For some years they had stuck out their snouts and sniffed the air, trying to detect evidence of scents that surpassed smells they already knew: Canis lupus was seeking out the sweat of any remaining homo sapiens. But when the last salty hint of metabolic activity disappeared, out came the scouts. What they found was a vast mausoleum, a bone littered Earth. At first, they burned these relics where they lay but eventually they dug several large pits around the globe connected to their own underground waste chamber networks. In went the bones. It was unsentimental labor.

The return of Canis lupus would, needless to say, have startled any remaining homo sapiens since no member of that departed species ever knew where Canis lupus had gone. As early as the late nineteenth century the “wolf” had started to disappear from entire continents. And while hunters and poachers were often justly blamed, it had never been fully understood by homo sapiens what it was that “extinction” meant. Perhaps extinction was a place like Heaven? Or maybe death meant simply nothing. But the truth was, Canis lupus was sentient too and had retreated to a subterranean hiding place separate from the mines and pits that pocked more and more of Earth’s surface. In their underground chambers, Canis lupus waited out the last days of a species they knew had little time left.

What homo sapiens never learned was how sentience did not depend upon opposable thumbs as so many of their scientists had assumed. In truth, a fixation with tools, and screens, and machines-that-went-boom was a fatal flaw, irrational rationality to be avoided.

It turns out that what sentience meant is a recognized need for companionship. There had been a story, a homo sapiens story in fact which told of a man who had seen a vision of thundering bison herds disappearing through a hole directly into the Earth. Out of that same hole came a cattle herd. Canis lupus knew this story and elected to invite B. bison to join them.
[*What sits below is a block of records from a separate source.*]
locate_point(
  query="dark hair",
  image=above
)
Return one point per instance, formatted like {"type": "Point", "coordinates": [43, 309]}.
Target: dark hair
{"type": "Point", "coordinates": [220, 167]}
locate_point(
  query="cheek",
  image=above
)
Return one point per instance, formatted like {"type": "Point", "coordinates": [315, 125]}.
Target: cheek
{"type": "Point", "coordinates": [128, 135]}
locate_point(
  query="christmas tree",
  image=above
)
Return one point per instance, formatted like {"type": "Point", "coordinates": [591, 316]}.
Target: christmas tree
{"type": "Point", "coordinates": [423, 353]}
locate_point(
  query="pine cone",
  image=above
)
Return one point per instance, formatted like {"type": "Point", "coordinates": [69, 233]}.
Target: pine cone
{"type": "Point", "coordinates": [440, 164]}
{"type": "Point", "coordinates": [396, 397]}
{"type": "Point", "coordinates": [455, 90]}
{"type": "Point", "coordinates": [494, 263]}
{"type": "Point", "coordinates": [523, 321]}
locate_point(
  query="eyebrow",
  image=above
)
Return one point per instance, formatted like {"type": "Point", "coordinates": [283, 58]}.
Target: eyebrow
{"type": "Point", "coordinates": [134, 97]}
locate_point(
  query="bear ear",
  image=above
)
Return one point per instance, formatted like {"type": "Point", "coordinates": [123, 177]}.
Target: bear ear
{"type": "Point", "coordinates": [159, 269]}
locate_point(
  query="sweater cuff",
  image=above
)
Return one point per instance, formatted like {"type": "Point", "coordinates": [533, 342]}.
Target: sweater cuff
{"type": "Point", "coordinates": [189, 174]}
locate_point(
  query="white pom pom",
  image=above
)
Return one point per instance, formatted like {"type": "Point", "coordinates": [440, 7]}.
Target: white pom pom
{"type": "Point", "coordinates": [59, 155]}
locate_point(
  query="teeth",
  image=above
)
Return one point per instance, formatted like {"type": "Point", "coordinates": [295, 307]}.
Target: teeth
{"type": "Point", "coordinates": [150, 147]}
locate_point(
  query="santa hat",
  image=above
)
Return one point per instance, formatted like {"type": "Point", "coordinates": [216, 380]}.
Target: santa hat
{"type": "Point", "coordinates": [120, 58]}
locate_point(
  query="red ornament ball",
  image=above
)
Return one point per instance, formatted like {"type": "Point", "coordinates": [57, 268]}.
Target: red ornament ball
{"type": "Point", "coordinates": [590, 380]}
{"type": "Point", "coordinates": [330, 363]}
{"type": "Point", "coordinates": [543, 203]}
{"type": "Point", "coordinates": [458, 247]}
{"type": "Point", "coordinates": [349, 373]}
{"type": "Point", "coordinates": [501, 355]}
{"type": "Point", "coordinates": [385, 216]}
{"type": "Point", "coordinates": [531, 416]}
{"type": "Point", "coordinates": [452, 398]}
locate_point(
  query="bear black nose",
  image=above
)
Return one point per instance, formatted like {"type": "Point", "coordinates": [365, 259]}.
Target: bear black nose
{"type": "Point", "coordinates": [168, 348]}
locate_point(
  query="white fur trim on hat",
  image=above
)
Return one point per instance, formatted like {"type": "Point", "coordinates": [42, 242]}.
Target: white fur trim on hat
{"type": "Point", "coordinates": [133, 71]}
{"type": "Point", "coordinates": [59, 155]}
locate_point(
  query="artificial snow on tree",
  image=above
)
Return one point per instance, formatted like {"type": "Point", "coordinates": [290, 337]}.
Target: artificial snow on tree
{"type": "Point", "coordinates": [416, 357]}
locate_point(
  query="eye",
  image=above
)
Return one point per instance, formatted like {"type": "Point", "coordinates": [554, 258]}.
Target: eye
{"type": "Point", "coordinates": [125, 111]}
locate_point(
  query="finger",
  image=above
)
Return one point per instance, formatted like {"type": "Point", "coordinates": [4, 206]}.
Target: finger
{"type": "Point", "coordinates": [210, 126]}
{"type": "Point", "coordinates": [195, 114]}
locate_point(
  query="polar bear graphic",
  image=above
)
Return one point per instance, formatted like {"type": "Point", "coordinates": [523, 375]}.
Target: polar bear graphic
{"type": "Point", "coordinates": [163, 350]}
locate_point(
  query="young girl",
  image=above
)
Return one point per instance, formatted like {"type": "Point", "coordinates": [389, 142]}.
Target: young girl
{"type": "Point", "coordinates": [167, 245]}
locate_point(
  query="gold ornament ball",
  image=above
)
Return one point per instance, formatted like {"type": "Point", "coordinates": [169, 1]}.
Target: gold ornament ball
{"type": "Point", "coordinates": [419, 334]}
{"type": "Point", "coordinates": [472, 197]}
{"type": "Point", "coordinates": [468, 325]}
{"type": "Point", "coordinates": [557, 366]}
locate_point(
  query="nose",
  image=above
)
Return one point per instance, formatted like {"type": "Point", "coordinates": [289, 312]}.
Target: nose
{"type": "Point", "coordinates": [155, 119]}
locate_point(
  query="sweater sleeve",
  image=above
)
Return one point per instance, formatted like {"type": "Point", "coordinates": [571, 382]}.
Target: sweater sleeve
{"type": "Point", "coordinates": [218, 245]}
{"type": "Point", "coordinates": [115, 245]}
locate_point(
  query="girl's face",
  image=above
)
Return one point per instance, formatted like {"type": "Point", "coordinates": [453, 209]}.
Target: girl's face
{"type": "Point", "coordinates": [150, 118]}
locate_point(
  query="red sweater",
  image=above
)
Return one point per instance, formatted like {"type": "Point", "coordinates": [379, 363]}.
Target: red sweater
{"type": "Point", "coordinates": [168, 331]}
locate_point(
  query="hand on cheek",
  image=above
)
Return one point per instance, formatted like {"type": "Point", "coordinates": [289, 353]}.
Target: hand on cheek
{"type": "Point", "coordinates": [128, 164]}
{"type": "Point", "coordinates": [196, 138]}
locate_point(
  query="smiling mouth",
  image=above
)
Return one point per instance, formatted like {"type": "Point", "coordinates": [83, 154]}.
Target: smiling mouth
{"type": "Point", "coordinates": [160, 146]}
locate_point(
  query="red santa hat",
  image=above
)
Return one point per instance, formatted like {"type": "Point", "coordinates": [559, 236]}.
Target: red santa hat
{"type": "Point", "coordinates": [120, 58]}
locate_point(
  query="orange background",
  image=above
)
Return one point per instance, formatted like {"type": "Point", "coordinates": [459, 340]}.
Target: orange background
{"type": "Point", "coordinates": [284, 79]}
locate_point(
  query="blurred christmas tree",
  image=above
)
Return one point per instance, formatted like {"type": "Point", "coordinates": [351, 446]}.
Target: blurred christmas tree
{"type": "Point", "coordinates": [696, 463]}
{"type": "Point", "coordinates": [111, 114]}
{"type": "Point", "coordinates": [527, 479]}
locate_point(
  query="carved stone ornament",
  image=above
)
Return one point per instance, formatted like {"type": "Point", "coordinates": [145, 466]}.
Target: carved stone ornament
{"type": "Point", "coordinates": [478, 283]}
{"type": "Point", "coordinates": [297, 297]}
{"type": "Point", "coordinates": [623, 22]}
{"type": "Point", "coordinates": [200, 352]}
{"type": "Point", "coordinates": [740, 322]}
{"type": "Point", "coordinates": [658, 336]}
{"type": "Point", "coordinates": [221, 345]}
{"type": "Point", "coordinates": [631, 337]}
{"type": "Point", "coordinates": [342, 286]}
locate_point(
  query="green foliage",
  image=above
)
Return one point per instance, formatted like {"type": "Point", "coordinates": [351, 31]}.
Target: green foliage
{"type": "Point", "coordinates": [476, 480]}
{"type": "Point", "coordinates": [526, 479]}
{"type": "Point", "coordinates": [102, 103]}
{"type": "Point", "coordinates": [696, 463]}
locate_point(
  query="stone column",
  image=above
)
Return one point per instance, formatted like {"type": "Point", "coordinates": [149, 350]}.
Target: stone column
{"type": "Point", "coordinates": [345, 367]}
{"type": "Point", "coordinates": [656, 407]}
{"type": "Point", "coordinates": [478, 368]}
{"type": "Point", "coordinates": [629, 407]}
It was noted that along with B. bison would also come their feed plants while on the animal’s skin clung critters dependent upon its blood and fat, insects and mites that would nurture avian appetites. There would be a community.

From this beginning came the great theory of “the bison’s back,” a formula compatible with Canis Lupus’ survival plan. Walking out onto a denuded Earth, these pioneers took to terraforming their new Eden.